Skąd właściwie ten karp?

Dlaczego karp a nie inna ryba? Trzeba podkreślić, że w Polsce tradycja jedzenia akurat karpia, jako tej głównej ryby, którą podaje się na wigilijnym stole, nie jest długa. Oczywiście należy wspomnieć, że wigilia, zgodnie z tradycją chrześcijańską jest dniem postnym i wymaga posiłków bezmięsnych, a ryba za mięso uznawana nie jest, dlatego właśnie spożywamy ją dwudziestego czwartego grudnia, podczas tej wyjątkowej kolacji. Ryba jest również symbolem Jezusa, co tylko podkreśla religijny i wzniosły charakter tego dnia.

Ryba od wieków była daniem, które podawało się tradycyjnie na wigilii, ale dlaczego akurat karp? W Polsce gatunek ten na wigilijne stoły wprowadzono szturmem w PRL-u. Była to część propagandy, która zaczęła się w latach 50. dwudziestego wieku. Karp jest rybą stosunkowo tanią i łatwą w hodowli, stąd też pojawił się pomysł, żeby w czasach niedostatku wprowadzić ją do diety Polaków. W 1947 pojawiło się nawet hasło propagandowe: „Karp na każdym wigilijnym stole”. Od tego czasu karp zaczął królować na wigilijnych stołach milionów Polek i Polaków i króluje na tych stołach do dziś.

Na czym smażyć karpia?

Karp jaki jest każdy widzi, chciałoby się rzec, ale jeśli chcemy, żeby wyszedł idealnie i zachwycał nasze podniebienia swoim smakiem, musimy pamiętać o kilku ważnych rzeczach przy jego obróbce.

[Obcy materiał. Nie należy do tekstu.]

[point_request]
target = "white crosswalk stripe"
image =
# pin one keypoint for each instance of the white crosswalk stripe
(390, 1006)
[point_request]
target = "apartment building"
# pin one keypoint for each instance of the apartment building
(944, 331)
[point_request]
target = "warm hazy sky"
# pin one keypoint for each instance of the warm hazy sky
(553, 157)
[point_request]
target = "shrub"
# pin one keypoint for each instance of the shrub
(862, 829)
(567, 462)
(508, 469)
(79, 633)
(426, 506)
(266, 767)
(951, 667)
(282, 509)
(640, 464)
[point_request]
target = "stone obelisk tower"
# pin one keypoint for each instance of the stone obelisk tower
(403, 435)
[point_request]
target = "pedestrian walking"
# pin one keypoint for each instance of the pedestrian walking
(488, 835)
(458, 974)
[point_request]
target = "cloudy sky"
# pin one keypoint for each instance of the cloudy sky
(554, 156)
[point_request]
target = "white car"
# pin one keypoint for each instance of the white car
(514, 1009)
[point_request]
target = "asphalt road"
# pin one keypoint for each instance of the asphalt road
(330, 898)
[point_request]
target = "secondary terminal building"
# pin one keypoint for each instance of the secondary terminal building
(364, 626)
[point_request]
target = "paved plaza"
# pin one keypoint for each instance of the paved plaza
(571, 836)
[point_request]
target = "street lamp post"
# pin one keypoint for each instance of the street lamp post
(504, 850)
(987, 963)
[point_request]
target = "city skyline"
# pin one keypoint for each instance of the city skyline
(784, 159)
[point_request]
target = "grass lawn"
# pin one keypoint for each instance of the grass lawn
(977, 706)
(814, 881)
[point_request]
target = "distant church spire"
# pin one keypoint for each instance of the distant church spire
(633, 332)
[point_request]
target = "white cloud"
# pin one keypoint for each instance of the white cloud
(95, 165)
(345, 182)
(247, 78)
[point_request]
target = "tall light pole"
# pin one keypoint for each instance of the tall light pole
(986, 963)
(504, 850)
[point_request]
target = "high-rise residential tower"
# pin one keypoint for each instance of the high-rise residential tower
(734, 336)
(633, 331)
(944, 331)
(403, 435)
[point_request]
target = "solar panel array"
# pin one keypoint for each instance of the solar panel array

Zacznijmy od tego, że absolutnie nie każdy olej czy tłuszcz nadaje się do smażenia karpia. Na pewno NIE powinniśmy smażyć karpia na:

  • oliwie z oliwek – ma niski punkt dymienia (ok. 160–190°C) i intensywny, oliwkowy smak. Jedno i drugie nie służy karpiowi. Niski punkt dymienia powoduje, że ryba szybko się przypali, wydzielając przy tym szkodliwe dla zdrowia substancje, a mocny smak oliwy zdominuje smak karpia.
  • olejach nierafinowanych (lnianym, kokosowym) – oleje te mają niski punkt dymienia i intensywny, specyficzny smak, co negatywnie wpłynie na smażenie ryby.
  • maśle i margarynie – karpia lepiej nie smażyć na zwykłym maśle, a już na pewno zapomnijmy o smażeniu go na margarynie! Nie nadaje się ona do smażenia.
  • smalcu – z uwagi na postny charakter wigilii, absolutnie należy zrezygnować ze smalcu jako tłuszczu do smażenia ze względu na to, że jest to oczywiście tłuszcz pochodzenia zwierzęcego.

Wiemy już na czym nie smażyć, zatem przejdźmy do konkretów. Karp już przygotowany, posolony, obtoczony w mące, jajku i bułce tartej – słowem, opanierowany. Co dalej? Jakiego tłuszczu możemy użyć (oraz ile tego tłuszczu wlać na patelnię, żeby było dobrze)? Z pomocą przychodzi nam stary, dobry olej rzepakowy. Jest wręcz idealny do smażenia ryby. Dlaczego? Ma wysoki punkt dymienia (około 204–240°C) co sprawia, że nie pali się w wysokich temperaturach i jest bezpieczny dla zdrowia. Ma neutralny smak, czym nie wpływa na docelowy smak ryby. I co najważniejsze jest powszechnie dostępny i w dobrej cenie.

Możemy się również pokusić o smażenie na maśle klarowanym, bo również ma wysoki punkt dymienia (około 250°C) i bogaty, maślany smak, co doda wyrazistości karpiowi. Kolejnym wyborem może być olej słonecznikowy z punktem dymienia prawie równie wysokim jak olej rzepakowy (ok. 227°C), ale przy tym intensywniejszym smakiem, co może nadać inny posmak rybie i sprawić, że nie trafi w gusta każdego.

Jak smażyć karpia?

Jedynym słusznym wyborem na smażenie karpia wydaje się być zatem klasyczny olej rzepakowy. Jeśli robimy to na patelni, to oleju powinno być tyle, żeby kawałki ryby były lekko zanurzone. Sprawi to, że karp usmaży się równomiernie, a panierka nie będzie odpadać.

Zdrowszą alternatywą dla smażenia na patelni będzie upieczenie karpia w piekarniku. Przygotowanie surowej ryby jest takie samo, ale zamiast smażyć na tłuszczu, układamy kawałki na blasze wyłożonej papierem do pieczenia, na górę kładąc odrobinę masła lub skrapiamy je olejem, żeby je natłuścić. Nastawiamy piekarnik na 180–200°C. Rybę wkładamy, gdy piekarnik będzie już nagrzany. Pieczemy ok. 30-40 min, w zależności od grubości kawałków. Kiedy ryba będzie miękka a panierka zarumieniona, oznacza to, że jest już gotowa.